Implementation:DistrictDataLabs Yellowbrick TSNEVisualizer
| Knowledge Sources | |
|---|---|
| Domains | NLP, Visualization, Dimensionality_Reduction |
| Last Updated | 2026-02-08 05:00 GMT |
Overview
Concrete tool for visualizing document similarity in 2D space using t-SNE dimensionality reduction, provided by the Yellowbrick text module.
Description
The TSNEVisualizer applies t-SNE (t-distributed Stochastic Neighbor Embedding) to high-dimensional document vectors to produce a 2D scatter plot where similar documents cluster together. It supports optional preliminary dimensionality reduction via SVD or PCA before applying t-SNE, and colors points by document class labels.
Usage
Import this visualizer when exploring document similarity in a text corpus. It works with pre-vectorized document-term matrices and is useful for identifying clusters of similar documents.
Code Reference
Source Location
- Repository: DistrictDataLabs_Yellowbrick
- File: yellowbrick/text/tsne.py
- Lines: 1-428
Signature
class TSNEVisualizer(TextVisualizer):
def __init__(
self,
ax=None,
decompose="svd",
decompose_by=50,
labels=None,
classes=None,
colors=None,
colormap=None,
random_state=None,
alpha=0.7,
**kwargs,
):
"""t-SNE document similarity visualizer."""

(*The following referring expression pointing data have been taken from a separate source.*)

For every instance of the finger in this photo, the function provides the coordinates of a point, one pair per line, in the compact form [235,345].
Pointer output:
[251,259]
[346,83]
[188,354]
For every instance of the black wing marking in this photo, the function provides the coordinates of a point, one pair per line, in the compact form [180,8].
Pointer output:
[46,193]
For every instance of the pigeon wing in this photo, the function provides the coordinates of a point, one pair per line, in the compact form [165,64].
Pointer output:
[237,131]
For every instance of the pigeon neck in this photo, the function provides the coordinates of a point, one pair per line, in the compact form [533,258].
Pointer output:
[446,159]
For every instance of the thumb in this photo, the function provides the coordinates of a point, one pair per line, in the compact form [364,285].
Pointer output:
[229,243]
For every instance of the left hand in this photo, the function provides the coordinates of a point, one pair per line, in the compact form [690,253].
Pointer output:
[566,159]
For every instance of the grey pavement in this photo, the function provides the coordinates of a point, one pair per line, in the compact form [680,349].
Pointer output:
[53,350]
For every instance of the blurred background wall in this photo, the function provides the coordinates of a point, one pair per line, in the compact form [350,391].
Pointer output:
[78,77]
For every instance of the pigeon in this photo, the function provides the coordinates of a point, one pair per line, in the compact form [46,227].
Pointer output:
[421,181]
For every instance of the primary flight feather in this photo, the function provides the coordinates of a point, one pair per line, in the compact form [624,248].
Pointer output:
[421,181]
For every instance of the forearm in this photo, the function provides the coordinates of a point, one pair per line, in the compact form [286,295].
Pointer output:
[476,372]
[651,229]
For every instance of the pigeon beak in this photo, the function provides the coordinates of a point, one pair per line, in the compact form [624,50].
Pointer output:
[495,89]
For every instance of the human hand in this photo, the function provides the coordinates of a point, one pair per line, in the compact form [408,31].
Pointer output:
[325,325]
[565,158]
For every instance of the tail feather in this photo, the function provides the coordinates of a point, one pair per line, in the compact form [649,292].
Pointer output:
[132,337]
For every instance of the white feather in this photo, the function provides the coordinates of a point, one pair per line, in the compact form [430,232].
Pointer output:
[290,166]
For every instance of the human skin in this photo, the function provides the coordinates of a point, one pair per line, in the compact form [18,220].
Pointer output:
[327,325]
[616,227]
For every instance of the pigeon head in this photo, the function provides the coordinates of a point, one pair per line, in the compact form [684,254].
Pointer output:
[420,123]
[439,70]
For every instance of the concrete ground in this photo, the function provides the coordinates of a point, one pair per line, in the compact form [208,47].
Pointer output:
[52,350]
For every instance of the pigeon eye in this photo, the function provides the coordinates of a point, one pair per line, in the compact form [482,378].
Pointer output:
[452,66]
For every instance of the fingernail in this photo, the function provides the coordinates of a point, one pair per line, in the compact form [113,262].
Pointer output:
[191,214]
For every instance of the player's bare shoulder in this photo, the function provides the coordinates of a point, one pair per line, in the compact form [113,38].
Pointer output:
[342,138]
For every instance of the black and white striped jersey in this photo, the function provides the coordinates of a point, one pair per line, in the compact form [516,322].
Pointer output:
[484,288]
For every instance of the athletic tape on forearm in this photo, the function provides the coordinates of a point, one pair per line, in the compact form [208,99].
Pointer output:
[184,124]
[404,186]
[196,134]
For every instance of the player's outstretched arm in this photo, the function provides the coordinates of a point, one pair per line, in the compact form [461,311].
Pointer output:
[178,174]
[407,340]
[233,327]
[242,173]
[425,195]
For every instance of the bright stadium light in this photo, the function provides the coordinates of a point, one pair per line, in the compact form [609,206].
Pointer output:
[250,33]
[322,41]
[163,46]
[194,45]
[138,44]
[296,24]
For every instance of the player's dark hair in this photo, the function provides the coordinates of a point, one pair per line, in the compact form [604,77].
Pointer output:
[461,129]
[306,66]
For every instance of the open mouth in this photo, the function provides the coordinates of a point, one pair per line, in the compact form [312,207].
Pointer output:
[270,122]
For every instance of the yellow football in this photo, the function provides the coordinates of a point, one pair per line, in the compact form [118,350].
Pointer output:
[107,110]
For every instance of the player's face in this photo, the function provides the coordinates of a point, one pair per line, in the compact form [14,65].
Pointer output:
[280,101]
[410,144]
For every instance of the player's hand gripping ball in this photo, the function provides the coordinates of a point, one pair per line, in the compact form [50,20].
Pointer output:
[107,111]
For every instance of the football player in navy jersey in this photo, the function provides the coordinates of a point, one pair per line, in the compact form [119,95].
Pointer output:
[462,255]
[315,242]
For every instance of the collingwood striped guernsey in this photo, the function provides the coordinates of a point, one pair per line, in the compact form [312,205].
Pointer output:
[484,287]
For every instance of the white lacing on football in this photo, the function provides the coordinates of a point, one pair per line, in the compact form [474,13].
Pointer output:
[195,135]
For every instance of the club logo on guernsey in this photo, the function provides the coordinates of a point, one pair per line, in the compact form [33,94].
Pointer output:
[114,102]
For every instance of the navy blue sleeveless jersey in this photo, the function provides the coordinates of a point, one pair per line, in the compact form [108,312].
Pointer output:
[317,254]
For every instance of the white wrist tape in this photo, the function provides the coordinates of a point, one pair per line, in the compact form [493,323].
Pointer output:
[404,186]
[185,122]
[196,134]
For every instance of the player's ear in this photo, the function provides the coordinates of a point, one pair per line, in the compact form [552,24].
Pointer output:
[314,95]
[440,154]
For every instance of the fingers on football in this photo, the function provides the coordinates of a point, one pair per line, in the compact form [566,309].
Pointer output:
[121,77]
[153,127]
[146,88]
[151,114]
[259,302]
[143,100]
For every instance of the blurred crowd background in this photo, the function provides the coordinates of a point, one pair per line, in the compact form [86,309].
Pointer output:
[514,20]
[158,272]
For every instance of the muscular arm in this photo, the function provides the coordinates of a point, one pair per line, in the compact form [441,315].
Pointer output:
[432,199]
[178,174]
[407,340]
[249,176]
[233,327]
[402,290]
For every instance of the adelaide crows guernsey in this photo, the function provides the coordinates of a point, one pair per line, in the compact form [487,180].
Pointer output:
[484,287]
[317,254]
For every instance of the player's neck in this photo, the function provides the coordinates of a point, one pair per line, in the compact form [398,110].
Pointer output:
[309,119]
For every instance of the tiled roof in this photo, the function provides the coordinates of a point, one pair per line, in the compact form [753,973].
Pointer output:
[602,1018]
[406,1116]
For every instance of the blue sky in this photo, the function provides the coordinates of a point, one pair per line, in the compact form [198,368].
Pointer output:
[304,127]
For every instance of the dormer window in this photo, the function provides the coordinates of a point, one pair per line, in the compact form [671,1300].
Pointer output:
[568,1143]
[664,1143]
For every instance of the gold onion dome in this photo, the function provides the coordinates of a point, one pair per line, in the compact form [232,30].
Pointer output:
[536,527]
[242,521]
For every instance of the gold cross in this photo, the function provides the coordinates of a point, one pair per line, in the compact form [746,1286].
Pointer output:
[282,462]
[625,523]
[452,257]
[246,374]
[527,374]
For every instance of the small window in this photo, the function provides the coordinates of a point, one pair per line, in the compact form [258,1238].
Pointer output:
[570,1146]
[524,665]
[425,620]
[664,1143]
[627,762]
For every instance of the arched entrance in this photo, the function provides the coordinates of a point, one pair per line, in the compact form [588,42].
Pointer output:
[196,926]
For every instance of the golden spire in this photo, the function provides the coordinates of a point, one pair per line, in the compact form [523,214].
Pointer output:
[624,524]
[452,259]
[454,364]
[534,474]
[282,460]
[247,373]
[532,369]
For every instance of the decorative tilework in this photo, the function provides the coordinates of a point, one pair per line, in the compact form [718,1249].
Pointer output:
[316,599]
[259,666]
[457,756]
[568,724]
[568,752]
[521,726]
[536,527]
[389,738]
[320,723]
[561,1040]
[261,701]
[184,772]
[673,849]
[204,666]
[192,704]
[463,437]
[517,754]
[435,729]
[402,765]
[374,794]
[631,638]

def make_transformer(self, decompose="svd", decompose_by=50, tsne_kwargs={}):
"""Creates the decomposition + t-SNE pipeline."""
def tsne(
X, y=None, ax=None, decompose="svd", decompose_by=50, labels=None,
colors=None, colormap=None, alpha=0.7, show=True, **kwargs,
):
"""Quick method for one-off t-SNE visualization."""
Import
from yellowbrick.text import TSNEVisualizer
from yellowbrick.text.tsne import tsne
I/O Contract
Inputs
| Name | Type | Required | Description |
|---|---|---|---|
| X | sparse or dense matrix | Yes | Document-term matrix (fit) |
| y | array-like | No | Document labels for coloring |
| decompose | str | No | Pre-reduction: "svd" or "pca" (default: "svd") |
| decompose_by | int | No | Intermediate dimensions (default: 50) |
| alpha | float | No | Point transparency (default: 0.7) |
Outputs
| Name | Type | Description |
|---|---|---|
| ax | matplotlib.Axes | Axes with 2D t-SNE scatter plot |
Usage Examples
from sklearn.feature_extraction.text import TfidfVectorizer
from yellowbrick.text import TSNEVisualizer
from yellowbrick.datasets import load_hobbies
corpus = load_hobbies()
tfidf = TfidfVectorizer()
X = tfidf.fit_transform(corpus.data)
viz = TSNEVisualizer()
viz.fit(X, corpus.target)
viz.show()